Statistiques "équipe"

L’équipe étant proportionnellement le plus gros contributeur à la qualité globale et par conséquent à la valeur globale du projet estimé, voyons les statistiques spécifiques la concernant :

Statistiques « baromètre équipe » :

Qualité et valeur de l’équipe

Nombre de projets (parmi les 1859 estimations)

En %

Très Bonne

0

0,0

Bonne

118

6,3

Moyenne

403

21,7

Insuffisante

1171

63,0

Très insuffisante

167

9,0

 

Rares sont les projets dotés de l’atout majeur : la dream team. Globalement, l’équipe n’est qualifiée de « bonne » que dans seulement 6,3 % des évaluations effectuées. Dans la plupart des cas (72 %) elle est éminemment insuffisante.

Notamment, parce que la majorité (80 % du total) des utilisateurs du SQC&PV n’ont pas, voire aucune expérience de la création d’entreprise, voire même une expérience tout court dans le monde des entreprises émergentes. Tout au plus, pour 46,6 % des répondants, les cofondateurs ont une expérience de la vente ou de la technologie ou en tant que product manager, c’est-à-dire une expérience des affaires assez chétive. Seuls 74 utilisateurs (soit 4 % du total des répondants) ont déjà créé une start-up dans le passé.

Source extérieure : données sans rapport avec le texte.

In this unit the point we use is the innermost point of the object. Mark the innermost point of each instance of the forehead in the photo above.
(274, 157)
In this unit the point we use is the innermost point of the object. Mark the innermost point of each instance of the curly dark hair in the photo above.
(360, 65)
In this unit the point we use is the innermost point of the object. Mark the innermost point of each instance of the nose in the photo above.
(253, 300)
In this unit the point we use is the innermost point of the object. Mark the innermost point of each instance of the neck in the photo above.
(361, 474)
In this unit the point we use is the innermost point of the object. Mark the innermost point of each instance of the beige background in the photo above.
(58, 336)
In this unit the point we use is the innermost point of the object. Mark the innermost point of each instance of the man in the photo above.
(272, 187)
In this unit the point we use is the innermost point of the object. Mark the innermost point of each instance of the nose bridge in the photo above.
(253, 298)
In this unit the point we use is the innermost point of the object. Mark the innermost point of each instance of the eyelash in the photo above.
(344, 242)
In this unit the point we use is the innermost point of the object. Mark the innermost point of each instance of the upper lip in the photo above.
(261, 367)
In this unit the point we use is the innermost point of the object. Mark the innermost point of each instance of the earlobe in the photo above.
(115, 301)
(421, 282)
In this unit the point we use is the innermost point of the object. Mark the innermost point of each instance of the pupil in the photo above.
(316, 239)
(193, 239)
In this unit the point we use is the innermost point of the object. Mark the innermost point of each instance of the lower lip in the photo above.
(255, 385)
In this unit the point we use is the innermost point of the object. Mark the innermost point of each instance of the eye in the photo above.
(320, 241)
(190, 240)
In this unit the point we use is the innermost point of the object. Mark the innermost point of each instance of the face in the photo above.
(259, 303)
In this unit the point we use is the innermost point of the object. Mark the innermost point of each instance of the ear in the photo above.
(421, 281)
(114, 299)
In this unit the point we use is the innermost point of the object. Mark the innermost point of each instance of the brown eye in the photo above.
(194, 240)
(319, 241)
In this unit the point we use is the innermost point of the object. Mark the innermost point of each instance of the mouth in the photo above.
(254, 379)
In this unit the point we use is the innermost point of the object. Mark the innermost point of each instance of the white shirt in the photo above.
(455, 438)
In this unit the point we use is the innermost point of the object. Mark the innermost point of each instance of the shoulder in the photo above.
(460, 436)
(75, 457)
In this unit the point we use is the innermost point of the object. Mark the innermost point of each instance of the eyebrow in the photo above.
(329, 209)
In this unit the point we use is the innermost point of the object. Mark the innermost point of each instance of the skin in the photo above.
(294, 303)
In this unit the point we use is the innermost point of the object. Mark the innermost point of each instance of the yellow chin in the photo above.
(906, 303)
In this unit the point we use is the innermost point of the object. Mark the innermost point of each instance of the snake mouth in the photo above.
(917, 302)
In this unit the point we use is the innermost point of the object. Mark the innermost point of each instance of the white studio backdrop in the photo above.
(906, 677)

En outre, l’expertise du marché ciblé est relativement faible. 54% des répondants ont développé cette expertise en ayant excellé dans des postes à responsabilité (dans le même secteur d’activité) qu’entre 2 et 5 ans. 14,5% des participants déclarent même n’avoir aucune connaissance approfondie de leur futur marché.

Et puis surtout, un quart des simulations effectuées, l’ont été par des aspirant-entrepreneurs sans associés. Ignorent-ils que l’équipe a plus de valeur que le porteur de projet solo ? Le capital-risqueur préfèrera miser sur une dream team disposant de toutes les principales compétences nécessaires pour gérer une entreprise émergente : gestion, finance, technique, commerciale…

968 utilisateurs (soit 52,1 % du total) ont une équipe de gestion incomplète, bien que complémentaire, mais ne savent ni où ni comment trouver les talents manquants.

79,8 % des répondants ont moins de 35 ans : 831 utilisateurs sont dans la tranche 20 – 25 ans. Pourtant, les jeunes entrepreneurs frais émoulus des grandes écoles n’ont pas toujours la cote, en tous cas pas auprès de la majorité des investisseurs aguerris. Ceux-ci demandent généralement au porteur de projet de s’entourer d’un staff chevronné. Ce qui rassure l’apporteur de capitaux, c’est une équipe de gestion comprenant des « grey hair profiles », des professionnels confirmés, dix années d’expérience au minimum, en finance, gestion, marketing, RH, informatique, etc.

Parmi les utilisateurs, peu affichent des motivations réellement parlantes pour les investisseurs : seuls 398 (soit 21,4 % du total) répondants prétendent ouvertement vouloir s’enrichir en créant leur entreprise. Le reste se retranche derrière des valeurs, objectifs et motivations-vitrine : autonomie, indépendance, réalisation de soi, défi professionnel plus stimulant, aura du statut de fondateur et côté « trendy » des startups.

Peu de porteurs de projet n’osent le prendre en compte, mais les motivations prosaïques (pour lancer leur start-up) ont plus la cote auprès des capitaux-risqueurs. En effet, ceux-ci ne sont pas des philanthropes, au contraire, la majorité d’entre eux est là pour gagner de l’argent, notamment pour compenser les pertes encourues sur d’autres projets. Donc, toute volonté manifeste de s’enrichir et d’enrichir les actionnaires est plutôt encourageante pour les apporteurs de capitaux.

Heureusement, la plupart des participants (80,8 % du total) acceptent d’être dirigés par un CEO plus expérimenté et/ou d’être coachés.

Ce qui est plutôt étonnant c’est que seulement 247 porteurs de projet (soit 13,3 % du total) ont investi toutes leurs économies dans leur projet. Et 488 (26,2 % du total) aspirant-entrepreneurs ont investi environ trois quarts de leurs économies dans leur projet. La majorité ayant préféré ne pas risquer plus de la moitié de leur patrimoine financier dans leur projet. Pourtant, quand l’entrepreneur y va de sa poche, c’est un signe fort de sa détermination et de sa conviction aux yeux des investisseurs. En effet, c’est la meilleure preuve que l’entrepreneur en devenir y croît. Peu importe le montant que vous investissez, pourvu qu’il soit significatif compte tenu de vos moyens.